At public expense, the GOP legislative leadership went to court in a losing attempt to keep the public from voting on the amendments. They warned that the changes would be a logistical Rubik's Cube – like telling candidates to line up alphabetically according to age, weight and height.
As former Senate Democratic leader Dan Gelber points out, there were 17 House races decided by fewer than six points. The only Senate race pitting incumbents was won by Sen. Maria Sachs of Delray Beach, the Democrat.
The party is suing over the Senate and congressional plans, despite a pickup of four seats in the U.S. House.
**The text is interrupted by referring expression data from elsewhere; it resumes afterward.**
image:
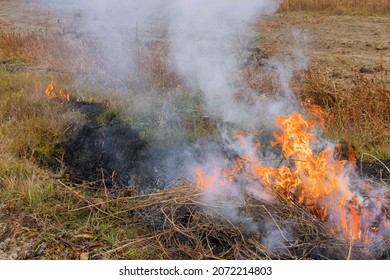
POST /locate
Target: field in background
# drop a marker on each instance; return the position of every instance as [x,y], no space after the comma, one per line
[41,217]
[337,7]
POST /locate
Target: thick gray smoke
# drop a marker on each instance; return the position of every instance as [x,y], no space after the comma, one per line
[204,39]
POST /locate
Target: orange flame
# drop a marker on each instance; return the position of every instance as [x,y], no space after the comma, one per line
[317,181]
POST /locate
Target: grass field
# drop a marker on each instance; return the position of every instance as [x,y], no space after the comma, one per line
[54,220]
[337,7]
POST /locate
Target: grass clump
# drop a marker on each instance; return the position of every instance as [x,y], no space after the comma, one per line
[337,7]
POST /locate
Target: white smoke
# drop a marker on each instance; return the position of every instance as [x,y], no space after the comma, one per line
[203,39]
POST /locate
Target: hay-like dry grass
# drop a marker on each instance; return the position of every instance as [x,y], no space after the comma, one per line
[344,6]
[188,228]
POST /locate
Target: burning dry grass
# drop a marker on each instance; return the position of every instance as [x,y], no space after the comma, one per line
[83,220]
[187,228]
[345,6]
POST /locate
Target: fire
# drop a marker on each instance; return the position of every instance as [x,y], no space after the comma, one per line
[61,95]
[314,179]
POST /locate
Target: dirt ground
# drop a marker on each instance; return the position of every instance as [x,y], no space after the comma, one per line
[362,41]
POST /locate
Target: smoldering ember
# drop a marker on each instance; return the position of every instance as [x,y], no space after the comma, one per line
[181,129]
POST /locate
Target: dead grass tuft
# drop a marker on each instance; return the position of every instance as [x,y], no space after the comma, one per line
[345,6]
[360,109]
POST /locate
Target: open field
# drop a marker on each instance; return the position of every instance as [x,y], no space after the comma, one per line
[96,167]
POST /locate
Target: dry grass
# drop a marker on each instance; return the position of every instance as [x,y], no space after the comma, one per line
[360,109]
[107,223]
[186,227]
[338,7]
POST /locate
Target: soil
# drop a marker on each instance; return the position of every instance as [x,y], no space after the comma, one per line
[361,41]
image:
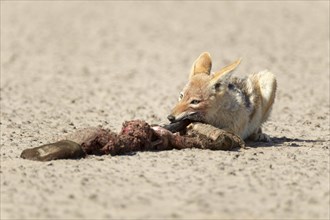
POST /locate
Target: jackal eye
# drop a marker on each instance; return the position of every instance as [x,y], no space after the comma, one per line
[195,102]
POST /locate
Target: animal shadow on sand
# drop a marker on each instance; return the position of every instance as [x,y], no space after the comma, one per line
[281,141]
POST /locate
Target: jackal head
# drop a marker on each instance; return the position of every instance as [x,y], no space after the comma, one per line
[203,92]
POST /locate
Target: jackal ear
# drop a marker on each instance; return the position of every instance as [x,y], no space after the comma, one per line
[203,64]
[225,73]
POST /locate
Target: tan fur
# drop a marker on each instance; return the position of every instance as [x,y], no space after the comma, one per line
[230,103]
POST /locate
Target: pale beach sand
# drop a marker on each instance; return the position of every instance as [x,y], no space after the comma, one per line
[69,65]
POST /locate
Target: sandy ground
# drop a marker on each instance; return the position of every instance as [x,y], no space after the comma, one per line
[66,66]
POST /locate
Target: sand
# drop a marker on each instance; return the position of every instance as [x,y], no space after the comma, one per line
[70,65]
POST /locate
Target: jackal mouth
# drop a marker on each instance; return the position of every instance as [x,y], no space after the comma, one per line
[180,124]
[192,117]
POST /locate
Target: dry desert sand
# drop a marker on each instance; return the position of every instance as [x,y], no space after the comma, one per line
[69,65]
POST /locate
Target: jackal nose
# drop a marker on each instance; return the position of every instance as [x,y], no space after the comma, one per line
[171,118]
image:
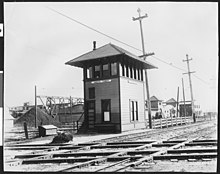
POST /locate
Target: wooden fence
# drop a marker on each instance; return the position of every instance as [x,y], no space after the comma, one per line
[175,121]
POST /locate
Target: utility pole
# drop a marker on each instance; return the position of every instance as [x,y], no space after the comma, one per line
[177,102]
[35,97]
[190,83]
[144,55]
[184,104]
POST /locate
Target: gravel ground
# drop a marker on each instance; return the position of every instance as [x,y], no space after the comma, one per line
[209,131]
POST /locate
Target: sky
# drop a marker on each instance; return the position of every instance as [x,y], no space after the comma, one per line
[38,42]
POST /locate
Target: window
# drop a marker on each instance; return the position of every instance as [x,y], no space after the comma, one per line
[138,74]
[135,77]
[105,70]
[122,73]
[97,71]
[106,110]
[141,70]
[127,71]
[90,72]
[134,110]
[131,71]
[114,69]
[91,93]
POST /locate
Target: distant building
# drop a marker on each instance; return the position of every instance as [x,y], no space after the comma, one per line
[156,107]
[188,108]
[113,89]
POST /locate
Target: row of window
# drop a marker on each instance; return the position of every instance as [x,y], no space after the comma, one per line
[134,110]
[131,72]
[133,107]
[102,71]
[110,69]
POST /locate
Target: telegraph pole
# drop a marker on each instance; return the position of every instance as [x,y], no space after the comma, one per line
[190,83]
[177,103]
[144,55]
[35,97]
[184,98]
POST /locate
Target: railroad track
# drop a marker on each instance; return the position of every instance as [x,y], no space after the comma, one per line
[123,155]
[139,136]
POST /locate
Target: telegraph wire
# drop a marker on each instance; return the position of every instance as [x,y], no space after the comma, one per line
[170,64]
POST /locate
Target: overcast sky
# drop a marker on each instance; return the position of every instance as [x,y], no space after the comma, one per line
[38,42]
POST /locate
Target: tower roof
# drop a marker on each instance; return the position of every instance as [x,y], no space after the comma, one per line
[107,51]
[172,100]
[153,98]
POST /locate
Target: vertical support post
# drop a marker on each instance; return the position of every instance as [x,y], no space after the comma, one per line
[153,124]
[177,102]
[191,91]
[146,78]
[25,130]
[166,122]
[77,125]
[160,123]
[35,97]
[171,120]
[176,121]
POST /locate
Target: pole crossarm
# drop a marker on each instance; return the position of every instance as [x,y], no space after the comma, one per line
[189,72]
[139,18]
[146,55]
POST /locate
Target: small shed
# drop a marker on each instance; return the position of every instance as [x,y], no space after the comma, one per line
[45,130]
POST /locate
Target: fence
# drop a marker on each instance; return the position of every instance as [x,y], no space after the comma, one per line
[175,121]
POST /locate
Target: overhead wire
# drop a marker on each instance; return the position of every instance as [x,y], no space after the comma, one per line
[161,60]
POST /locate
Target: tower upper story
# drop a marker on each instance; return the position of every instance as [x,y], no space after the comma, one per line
[110,61]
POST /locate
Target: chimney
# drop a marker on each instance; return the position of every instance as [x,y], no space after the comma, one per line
[94,45]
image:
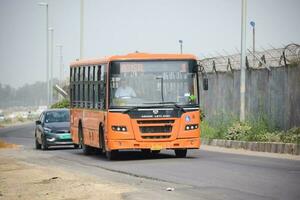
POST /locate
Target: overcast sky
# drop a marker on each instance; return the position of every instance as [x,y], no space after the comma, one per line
[120,27]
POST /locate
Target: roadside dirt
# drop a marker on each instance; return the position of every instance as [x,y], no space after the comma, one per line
[4,144]
[249,153]
[20,180]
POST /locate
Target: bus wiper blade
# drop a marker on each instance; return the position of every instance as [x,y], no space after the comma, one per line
[130,109]
[169,102]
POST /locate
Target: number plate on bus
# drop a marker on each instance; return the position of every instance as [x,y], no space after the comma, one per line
[156,147]
[65,136]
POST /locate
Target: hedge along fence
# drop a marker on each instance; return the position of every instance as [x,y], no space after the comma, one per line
[271,147]
[273,93]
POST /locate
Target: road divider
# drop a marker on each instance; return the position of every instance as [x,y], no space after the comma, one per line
[271,147]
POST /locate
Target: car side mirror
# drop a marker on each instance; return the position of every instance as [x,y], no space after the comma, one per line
[205,83]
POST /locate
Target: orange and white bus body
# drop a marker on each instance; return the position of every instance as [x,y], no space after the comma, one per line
[163,114]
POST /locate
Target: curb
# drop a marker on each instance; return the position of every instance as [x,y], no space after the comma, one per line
[271,147]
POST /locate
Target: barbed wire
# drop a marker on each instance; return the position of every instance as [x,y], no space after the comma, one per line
[265,58]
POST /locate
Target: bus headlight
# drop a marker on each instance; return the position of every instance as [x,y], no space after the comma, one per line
[119,128]
[191,127]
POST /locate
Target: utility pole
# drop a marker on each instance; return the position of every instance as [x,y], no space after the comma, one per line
[47,51]
[51,30]
[252,23]
[180,42]
[61,65]
[81,27]
[243,61]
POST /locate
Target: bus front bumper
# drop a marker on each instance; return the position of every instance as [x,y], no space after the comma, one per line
[189,143]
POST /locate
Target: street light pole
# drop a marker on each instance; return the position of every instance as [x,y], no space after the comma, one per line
[61,72]
[252,23]
[243,61]
[47,51]
[81,27]
[51,30]
[180,41]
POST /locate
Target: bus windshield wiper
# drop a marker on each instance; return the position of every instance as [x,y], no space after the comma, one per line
[136,107]
[169,102]
[130,109]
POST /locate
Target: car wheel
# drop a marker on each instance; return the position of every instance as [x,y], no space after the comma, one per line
[44,145]
[37,144]
[180,153]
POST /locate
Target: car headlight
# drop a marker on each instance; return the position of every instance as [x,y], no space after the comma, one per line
[47,130]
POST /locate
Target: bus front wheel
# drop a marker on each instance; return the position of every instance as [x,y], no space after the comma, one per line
[180,153]
[111,155]
[86,149]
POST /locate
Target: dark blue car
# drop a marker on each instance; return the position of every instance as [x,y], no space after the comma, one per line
[53,128]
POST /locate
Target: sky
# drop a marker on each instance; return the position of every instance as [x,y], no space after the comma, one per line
[116,27]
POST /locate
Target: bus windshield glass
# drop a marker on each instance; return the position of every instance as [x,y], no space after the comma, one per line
[144,83]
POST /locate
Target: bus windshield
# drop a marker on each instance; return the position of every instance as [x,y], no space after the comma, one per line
[144,83]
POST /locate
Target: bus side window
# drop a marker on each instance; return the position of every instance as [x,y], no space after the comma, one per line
[98,87]
[83,87]
[79,87]
[88,88]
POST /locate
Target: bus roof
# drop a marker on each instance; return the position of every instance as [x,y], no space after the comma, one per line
[133,56]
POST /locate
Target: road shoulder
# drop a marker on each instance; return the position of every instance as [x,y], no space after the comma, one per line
[249,153]
[20,180]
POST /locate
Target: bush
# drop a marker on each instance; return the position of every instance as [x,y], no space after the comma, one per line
[238,131]
[65,103]
[291,136]
[207,131]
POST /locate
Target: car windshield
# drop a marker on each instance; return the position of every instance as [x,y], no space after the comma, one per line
[142,83]
[57,116]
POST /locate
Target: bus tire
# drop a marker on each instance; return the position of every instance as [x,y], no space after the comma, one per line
[180,153]
[111,155]
[85,148]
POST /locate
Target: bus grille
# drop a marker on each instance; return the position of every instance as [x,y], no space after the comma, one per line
[156,129]
[157,137]
[155,121]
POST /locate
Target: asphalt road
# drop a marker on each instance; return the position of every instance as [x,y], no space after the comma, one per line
[202,175]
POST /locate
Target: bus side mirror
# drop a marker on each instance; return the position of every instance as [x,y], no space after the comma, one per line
[205,83]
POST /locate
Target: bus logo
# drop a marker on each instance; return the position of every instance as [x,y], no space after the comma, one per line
[155,112]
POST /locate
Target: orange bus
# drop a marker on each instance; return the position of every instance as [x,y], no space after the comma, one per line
[136,101]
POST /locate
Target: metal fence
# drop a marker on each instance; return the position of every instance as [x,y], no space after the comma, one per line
[273,57]
[272,88]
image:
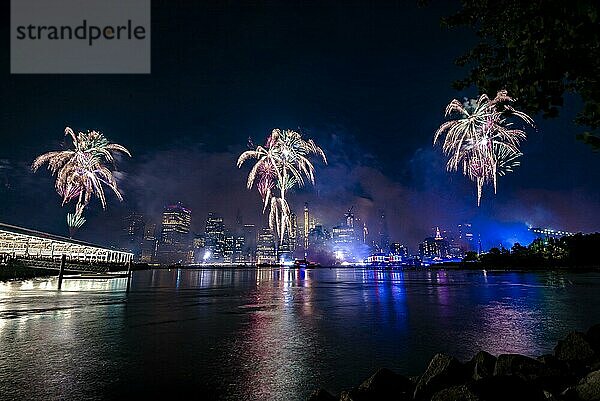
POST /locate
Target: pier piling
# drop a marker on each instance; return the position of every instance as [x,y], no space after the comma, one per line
[128,275]
[63,262]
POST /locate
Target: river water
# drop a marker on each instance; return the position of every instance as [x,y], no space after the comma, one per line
[268,334]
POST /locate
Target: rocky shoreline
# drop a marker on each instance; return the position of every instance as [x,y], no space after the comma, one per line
[571,373]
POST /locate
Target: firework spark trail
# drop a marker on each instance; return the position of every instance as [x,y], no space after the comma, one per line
[482,140]
[81,173]
[282,163]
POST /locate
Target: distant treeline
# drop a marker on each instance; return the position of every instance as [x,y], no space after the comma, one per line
[580,250]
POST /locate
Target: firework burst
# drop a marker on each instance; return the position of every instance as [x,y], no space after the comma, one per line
[282,163]
[482,140]
[82,172]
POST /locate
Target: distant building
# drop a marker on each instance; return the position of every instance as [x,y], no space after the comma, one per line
[384,237]
[149,243]
[214,234]
[239,250]
[133,234]
[434,248]
[306,228]
[175,242]
[465,236]
[228,247]
[545,233]
[250,237]
[398,249]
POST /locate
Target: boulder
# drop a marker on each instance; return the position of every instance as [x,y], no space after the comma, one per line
[504,388]
[455,393]
[443,371]
[555,375]
[383,385]
[321,395]
[482,365]
[517,365]
[588,388]
[574,347]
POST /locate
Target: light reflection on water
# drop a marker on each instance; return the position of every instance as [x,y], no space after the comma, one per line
[270,334]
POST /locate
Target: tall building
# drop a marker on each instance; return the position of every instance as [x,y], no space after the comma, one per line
[384,237]
[306,227]
[397,248]
[465,236]
[229,248]
[265,252]
[133,234]
[149,243]
[239,249]
[434,248]
[175,244]
[293,232]
[250,237]
[215,238]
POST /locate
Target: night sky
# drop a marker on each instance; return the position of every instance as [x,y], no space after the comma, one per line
[369,81]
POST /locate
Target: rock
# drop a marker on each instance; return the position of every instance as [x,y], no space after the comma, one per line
[443,371]
[321,395]
[517,365]
[588,388]
[482,365]
[574,347]
[455,393]
[505,388]
[593,337]
[383,385]
[554,375]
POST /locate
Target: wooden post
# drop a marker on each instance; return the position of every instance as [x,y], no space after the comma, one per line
[128,275]
[63,261]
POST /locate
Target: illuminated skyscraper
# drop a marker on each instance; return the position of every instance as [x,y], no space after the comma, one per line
[133,234]
[384,238]
[294,232]
[215,238]
[250,237]
[465,236]
[265,252]
[149,243]
[175,241]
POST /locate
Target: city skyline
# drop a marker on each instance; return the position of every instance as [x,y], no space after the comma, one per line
[381,155]
[349,240]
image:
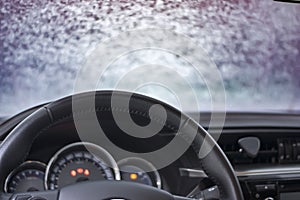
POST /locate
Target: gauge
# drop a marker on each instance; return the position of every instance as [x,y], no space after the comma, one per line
[74,164]
[28,177]
[139,171]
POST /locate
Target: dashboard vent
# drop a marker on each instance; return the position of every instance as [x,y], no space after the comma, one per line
[268,154]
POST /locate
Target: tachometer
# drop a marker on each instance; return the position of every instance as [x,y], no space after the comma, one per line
[28,177]
[74,164]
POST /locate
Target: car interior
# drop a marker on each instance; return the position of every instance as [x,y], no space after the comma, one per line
[166,100]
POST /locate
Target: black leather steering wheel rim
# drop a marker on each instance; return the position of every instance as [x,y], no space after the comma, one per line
[215,164]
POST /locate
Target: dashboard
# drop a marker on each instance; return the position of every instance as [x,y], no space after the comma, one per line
[79,162]
[58,158]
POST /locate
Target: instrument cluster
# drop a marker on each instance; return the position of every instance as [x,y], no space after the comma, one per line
[79,162]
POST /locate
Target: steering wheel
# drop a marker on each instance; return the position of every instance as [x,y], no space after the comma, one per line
[16,146]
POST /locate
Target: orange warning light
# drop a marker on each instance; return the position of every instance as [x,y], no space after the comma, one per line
[73,173]
[133,176]
[80,170]
[86,172]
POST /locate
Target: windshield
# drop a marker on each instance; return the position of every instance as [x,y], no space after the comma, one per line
[255,45]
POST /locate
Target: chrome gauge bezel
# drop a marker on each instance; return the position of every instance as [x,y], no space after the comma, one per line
[144,165]
[30,164]
[112,163]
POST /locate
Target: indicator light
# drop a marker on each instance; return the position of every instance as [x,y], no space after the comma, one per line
[80,170]
[73,173]
[133,176]
[86,172]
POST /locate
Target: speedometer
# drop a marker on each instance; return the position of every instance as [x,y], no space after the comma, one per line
[74,164]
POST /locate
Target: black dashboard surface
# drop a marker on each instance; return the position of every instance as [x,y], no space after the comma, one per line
[268,168]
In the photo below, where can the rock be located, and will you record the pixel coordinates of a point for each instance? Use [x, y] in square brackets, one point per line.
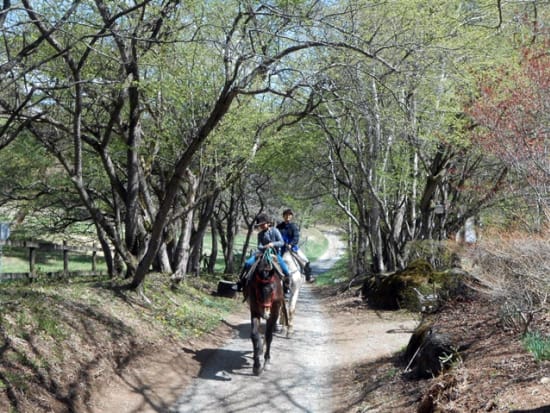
[429, 352]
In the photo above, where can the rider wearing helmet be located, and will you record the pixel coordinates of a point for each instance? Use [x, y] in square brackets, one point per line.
[291, 235]
[268, 237]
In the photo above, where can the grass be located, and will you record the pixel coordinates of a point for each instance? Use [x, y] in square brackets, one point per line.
[538, 345]
[337, 274]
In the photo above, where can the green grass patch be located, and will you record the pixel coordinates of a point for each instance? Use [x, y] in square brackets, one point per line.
[337, 274]
[537, 344]
[313, 243]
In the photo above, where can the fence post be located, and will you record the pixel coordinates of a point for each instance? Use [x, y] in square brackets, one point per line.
[94, 258]
[65, 258]
[32, 260]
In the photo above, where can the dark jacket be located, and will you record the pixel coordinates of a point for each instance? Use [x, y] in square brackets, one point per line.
[290, 232]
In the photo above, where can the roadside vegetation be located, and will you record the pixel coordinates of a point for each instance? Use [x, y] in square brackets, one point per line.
[62, 338]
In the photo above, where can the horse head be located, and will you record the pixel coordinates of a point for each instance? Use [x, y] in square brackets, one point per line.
[265, 286]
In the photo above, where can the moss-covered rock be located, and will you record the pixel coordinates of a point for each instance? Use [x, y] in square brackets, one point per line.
[417, 288]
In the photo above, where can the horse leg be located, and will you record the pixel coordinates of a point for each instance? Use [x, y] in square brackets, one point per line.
[256, 344]
[296, 286]
[269, 329]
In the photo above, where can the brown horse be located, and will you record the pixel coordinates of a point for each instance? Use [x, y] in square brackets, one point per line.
[264, 292]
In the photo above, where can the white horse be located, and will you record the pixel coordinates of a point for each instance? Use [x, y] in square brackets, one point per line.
[296, 281]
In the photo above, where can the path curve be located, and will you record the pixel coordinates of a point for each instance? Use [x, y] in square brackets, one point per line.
[299, 379]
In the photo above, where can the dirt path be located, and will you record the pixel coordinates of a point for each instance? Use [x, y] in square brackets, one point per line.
[311, 372]
[300, 379]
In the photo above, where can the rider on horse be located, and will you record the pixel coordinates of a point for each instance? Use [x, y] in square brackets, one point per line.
[291, 235]
[268, 238]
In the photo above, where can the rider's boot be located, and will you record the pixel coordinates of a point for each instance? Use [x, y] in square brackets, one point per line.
[242, 280]
[308, 274]
[286, 286]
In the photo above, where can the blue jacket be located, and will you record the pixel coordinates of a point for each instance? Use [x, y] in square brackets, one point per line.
[270, 235]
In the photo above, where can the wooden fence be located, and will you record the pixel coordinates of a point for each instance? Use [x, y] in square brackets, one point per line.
[34, 246]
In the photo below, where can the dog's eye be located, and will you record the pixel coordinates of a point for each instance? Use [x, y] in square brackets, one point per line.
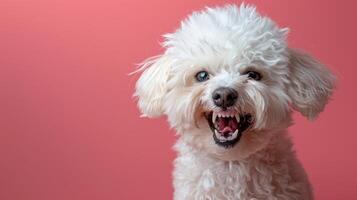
[254, 75]
[202, 76]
Even with a more level playing field, Democrats – who outnumber Republican voters in Florida – are still down 76-44 in the House and 26-14 in the Senate. In football terms, they made a field goal last week, not a couple touchdowns.
Legislators complied with Fair Districts Florida, with only minor dislocation of shoulders patting themselves on the back for doing right after exhausting all options. The Florida Supreme Court – the black-robed nemesis of Republican ideas – approved the House map and directed a few relatively minor changes in the new Senate plat. The feds let the congressional plan proceed.
We can only surmise what might have happened without Freidin's fair-districts work. With straight faces, legislative leaders would certainly have drawn safe districts for themselves and their party, while packing Democrats into as few districts as absolutely necessary.
Or maybe, in a burst of public-spirited altruism, they would have tossed aside partisanship and ambition, drawing the lines purely on the basis of population and fair play.
Right. And maybe a fat, jolly fellow in a red suit will slide down your chimney next month.